A Gigantic T-35 Tank Rolls Out of a Factory, 80 Years After Production Ended
Five turrets, thin armor
In April 2018, a very large and interesting machine rolled out of a military museum in Verkhnyaya Pyshma, a town in Russia’s Sverdlovsk region. It was a T-35 — one of the most bizarre tanks of the interwar period and known in particular for its five turrets, huge size and short performance on the battlefield.
Note — this T-35 is not authentic.
The Ufa-Holding Museum of Military Equipment constructed a non-moving T-35 for an exhibit and then upgraded it into a working vehicle with a diesel engine, as opposed to the original T-35’s Mikulin M-17 petrol engine. The Red Army manufactured 63 — including two prototypes — of the enormous, multi-turreted tanks between 1933 and 1938, but only one continues to survive to the present day. That one is based at Moscow’s Kubinka Tank Museum, and is operational.

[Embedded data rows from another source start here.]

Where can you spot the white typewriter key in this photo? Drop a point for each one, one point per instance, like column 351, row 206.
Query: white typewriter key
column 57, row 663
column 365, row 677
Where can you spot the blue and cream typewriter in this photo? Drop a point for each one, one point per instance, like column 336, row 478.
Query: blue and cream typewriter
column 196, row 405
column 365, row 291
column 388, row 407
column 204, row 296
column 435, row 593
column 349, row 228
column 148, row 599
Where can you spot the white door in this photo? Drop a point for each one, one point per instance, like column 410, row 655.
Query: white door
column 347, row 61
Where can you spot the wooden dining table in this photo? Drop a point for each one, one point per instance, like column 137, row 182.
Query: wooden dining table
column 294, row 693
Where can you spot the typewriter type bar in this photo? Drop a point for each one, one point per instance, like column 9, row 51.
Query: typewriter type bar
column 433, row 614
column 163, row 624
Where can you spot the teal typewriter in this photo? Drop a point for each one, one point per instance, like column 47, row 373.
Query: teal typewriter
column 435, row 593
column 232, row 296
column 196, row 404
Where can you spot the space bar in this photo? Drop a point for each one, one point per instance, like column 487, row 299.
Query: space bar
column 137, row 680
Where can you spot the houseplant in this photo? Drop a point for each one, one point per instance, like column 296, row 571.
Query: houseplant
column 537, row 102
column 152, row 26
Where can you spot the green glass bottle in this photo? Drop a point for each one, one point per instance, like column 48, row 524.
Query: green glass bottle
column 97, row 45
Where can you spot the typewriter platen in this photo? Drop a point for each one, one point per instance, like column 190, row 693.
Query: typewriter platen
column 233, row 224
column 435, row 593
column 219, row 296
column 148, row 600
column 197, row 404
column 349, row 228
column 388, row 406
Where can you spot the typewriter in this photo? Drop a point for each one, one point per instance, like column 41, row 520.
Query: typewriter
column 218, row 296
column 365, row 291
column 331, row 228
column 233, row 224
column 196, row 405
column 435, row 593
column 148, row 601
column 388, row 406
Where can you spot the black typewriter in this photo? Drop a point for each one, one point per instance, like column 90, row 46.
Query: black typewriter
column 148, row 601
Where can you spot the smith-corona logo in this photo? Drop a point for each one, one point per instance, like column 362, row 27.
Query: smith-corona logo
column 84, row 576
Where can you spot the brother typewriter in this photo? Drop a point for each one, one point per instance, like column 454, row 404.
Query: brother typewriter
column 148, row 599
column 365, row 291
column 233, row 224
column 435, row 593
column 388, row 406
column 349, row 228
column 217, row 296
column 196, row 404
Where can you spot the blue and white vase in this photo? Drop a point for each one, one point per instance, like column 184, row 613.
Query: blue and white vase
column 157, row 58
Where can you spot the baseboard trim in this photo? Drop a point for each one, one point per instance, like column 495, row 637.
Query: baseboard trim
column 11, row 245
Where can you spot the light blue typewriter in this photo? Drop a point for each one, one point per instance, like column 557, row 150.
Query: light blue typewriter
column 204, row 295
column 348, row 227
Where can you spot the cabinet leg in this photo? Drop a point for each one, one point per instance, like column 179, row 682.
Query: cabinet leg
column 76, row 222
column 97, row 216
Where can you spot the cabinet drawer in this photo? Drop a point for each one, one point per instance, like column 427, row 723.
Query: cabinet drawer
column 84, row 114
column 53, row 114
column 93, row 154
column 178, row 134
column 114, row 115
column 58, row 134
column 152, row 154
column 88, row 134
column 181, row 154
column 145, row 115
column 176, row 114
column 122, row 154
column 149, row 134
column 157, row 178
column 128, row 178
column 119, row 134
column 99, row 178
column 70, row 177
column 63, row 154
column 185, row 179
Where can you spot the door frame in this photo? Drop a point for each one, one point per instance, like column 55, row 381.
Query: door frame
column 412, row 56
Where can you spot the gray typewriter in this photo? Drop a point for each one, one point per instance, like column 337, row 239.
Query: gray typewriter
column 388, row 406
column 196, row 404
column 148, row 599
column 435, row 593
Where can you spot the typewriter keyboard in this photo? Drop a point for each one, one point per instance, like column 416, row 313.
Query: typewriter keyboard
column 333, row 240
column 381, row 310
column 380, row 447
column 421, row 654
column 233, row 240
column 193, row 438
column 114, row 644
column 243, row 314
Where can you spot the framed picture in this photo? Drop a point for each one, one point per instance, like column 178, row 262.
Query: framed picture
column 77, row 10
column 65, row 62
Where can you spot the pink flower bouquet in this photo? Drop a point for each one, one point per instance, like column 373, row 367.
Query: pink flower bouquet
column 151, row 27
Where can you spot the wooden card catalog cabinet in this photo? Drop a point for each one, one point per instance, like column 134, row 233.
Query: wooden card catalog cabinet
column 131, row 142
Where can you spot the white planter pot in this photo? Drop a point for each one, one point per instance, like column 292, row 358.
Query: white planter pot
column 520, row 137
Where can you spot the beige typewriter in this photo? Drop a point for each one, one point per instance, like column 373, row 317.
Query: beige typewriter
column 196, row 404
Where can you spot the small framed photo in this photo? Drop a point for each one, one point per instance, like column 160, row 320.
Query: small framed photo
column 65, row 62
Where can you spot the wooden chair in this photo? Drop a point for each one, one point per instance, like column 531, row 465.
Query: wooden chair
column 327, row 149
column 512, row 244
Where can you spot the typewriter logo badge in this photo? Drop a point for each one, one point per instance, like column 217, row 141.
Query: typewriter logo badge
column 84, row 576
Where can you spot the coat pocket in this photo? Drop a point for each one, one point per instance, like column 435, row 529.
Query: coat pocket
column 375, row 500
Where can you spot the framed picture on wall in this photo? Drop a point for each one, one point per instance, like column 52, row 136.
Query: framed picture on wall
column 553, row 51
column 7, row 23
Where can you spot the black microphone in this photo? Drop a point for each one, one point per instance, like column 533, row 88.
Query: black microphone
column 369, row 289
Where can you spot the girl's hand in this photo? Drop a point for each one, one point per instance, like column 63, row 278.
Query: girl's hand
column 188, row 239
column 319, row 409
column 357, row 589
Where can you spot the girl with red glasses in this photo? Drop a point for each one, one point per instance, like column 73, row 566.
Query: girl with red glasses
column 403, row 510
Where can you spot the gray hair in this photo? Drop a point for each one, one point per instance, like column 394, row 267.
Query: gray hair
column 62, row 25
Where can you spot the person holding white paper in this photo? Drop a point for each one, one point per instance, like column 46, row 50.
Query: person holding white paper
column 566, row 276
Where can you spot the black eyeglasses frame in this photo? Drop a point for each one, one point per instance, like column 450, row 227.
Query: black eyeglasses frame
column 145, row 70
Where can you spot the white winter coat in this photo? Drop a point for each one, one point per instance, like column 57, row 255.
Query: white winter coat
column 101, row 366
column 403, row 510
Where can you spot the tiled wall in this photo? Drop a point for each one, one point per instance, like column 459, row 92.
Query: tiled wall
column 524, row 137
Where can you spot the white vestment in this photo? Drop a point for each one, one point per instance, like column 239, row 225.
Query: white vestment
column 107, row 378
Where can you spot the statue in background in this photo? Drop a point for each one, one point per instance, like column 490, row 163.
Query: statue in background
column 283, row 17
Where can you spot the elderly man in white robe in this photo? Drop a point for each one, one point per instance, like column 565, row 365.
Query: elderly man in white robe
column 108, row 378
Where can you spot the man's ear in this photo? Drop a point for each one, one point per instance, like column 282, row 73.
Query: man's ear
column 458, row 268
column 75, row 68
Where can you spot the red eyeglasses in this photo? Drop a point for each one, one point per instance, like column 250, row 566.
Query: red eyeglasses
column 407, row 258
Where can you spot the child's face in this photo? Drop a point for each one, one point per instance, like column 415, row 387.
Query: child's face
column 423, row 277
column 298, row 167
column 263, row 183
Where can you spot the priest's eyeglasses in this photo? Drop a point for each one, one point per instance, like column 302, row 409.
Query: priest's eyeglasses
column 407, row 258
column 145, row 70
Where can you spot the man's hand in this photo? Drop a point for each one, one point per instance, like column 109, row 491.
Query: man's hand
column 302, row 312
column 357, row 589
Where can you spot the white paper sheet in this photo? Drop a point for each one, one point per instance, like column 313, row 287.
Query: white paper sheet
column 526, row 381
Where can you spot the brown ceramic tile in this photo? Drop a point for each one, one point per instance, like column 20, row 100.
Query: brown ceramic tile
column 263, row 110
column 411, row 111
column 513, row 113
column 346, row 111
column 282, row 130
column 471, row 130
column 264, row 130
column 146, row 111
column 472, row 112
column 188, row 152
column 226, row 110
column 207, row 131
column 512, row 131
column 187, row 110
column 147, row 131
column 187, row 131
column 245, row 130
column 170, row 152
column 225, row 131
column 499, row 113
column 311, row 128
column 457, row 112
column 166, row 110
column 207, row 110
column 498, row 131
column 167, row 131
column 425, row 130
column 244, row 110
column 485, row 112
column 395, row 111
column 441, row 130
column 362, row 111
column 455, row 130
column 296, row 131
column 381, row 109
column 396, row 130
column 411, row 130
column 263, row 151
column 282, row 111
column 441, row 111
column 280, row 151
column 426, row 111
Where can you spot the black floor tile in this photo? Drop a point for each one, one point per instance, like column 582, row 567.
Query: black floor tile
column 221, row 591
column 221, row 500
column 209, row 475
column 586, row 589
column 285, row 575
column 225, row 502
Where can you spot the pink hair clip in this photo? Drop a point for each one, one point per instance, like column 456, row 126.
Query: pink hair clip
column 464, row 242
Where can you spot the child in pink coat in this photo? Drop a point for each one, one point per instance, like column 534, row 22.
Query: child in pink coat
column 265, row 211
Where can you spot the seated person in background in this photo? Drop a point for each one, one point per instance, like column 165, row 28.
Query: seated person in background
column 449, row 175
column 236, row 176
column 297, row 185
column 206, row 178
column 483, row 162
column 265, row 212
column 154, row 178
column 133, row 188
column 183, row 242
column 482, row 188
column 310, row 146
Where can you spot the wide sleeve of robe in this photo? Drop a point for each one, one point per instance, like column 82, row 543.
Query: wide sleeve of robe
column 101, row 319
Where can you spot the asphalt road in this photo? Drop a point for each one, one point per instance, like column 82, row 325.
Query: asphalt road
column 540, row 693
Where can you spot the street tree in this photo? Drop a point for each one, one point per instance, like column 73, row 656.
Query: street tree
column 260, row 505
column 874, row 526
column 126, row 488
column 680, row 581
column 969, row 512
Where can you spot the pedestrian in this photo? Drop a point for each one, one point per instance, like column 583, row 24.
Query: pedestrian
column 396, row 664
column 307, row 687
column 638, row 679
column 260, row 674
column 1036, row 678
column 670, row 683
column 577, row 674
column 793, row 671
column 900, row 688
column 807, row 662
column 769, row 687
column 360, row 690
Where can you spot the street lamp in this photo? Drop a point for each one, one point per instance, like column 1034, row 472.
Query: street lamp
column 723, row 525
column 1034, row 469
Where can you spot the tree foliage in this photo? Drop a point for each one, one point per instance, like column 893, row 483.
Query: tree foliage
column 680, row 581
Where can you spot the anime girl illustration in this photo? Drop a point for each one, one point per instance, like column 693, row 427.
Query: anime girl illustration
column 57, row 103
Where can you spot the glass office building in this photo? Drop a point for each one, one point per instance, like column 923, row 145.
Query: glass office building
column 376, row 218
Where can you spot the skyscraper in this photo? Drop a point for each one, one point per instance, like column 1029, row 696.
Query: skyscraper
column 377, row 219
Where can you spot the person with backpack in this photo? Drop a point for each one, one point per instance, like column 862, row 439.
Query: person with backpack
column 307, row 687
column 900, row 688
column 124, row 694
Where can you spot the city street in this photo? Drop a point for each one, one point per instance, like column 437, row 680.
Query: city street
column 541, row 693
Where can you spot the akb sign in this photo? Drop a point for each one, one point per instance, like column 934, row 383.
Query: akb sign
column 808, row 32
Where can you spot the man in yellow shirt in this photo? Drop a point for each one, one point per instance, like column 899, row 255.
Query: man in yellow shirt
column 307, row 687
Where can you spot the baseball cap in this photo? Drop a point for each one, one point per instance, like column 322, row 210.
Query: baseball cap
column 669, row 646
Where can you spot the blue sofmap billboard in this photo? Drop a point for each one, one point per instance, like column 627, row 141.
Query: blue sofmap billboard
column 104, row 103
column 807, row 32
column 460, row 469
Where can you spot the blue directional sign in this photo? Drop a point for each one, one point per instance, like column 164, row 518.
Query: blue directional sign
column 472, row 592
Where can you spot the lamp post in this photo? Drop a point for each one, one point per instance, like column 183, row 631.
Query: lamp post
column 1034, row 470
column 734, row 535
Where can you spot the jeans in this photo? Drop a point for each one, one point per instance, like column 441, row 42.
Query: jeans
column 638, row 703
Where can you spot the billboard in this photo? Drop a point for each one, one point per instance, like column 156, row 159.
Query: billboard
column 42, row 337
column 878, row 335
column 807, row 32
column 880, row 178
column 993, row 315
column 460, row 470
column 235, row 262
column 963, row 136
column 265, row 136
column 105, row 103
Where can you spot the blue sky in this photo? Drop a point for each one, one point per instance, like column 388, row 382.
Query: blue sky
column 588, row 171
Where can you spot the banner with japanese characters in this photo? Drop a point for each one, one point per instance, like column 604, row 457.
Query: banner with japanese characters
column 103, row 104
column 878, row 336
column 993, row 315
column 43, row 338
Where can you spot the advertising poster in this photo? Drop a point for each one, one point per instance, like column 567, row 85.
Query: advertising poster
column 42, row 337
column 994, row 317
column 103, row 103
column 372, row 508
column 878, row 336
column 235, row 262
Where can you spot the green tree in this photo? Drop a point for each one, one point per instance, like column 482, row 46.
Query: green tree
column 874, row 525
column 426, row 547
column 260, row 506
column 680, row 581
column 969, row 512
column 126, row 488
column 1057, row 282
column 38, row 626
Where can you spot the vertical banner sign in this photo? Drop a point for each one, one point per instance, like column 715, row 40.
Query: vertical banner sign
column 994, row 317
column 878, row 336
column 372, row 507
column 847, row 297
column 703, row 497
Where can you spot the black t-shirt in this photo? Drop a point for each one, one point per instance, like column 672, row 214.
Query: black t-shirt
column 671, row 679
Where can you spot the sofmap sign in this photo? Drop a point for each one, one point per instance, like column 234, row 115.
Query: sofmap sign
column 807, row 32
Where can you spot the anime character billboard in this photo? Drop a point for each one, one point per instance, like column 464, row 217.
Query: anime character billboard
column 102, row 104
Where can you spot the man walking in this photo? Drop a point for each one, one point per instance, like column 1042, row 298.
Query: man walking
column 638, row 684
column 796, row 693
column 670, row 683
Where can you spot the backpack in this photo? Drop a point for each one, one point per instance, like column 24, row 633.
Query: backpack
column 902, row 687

The reproduction in Sverdlovsk is beautiful — and goofy, like a tracked battleship floating over land seen in this video from the Russian Ministry of Defense’s T.V. channel.
The T-35 was the larger cousin of the three-turreted T-28, as both shared many parts. The T-35’s main cannon was a 76-millimeter gun housed in a central turret. Two 45-millimeter guns and two machine guns rested around the main cannon in individual turrets. Of course, this increased the crew size considerably — to 10 crew members including a driver, commander, two crew members each of the three cannon turrets, along with two machine gunners.
The most comprehensive online source for the T-35 is from Francis Pulham at the Tank Encyclopedia, and he describes some of the odd adaptations to make the tank more survivable. One feature that stands out are the lengthy, 10-millimeter-thick armored side skirts riveted into place over the wheels — which were themselves connected in a series of complicated wheel trucks.
The riveted design, instead of a welded one, would likely have been an issue in combat. Imagine the rivets turning into small pieces of flying shrapnel after a hit.
Impressive though it was, the T-28’s thin armor, size and numerous mechanical problems added up to make it an impractical tank for the demands of modern armored warfare. The machines were perhaps more useful as propaganda symbols, as the Red Army loved to show them off in annual military parades.
“They were symbols of the new industrial and military strength that the USSR had gained over the previous decade,” Pulham writes.
We’ll probably see this new reproduction T-35 again. Verkhnyaya Pyshma is famous for the historical tanks and armored vehicles which mark its Victory Day parades.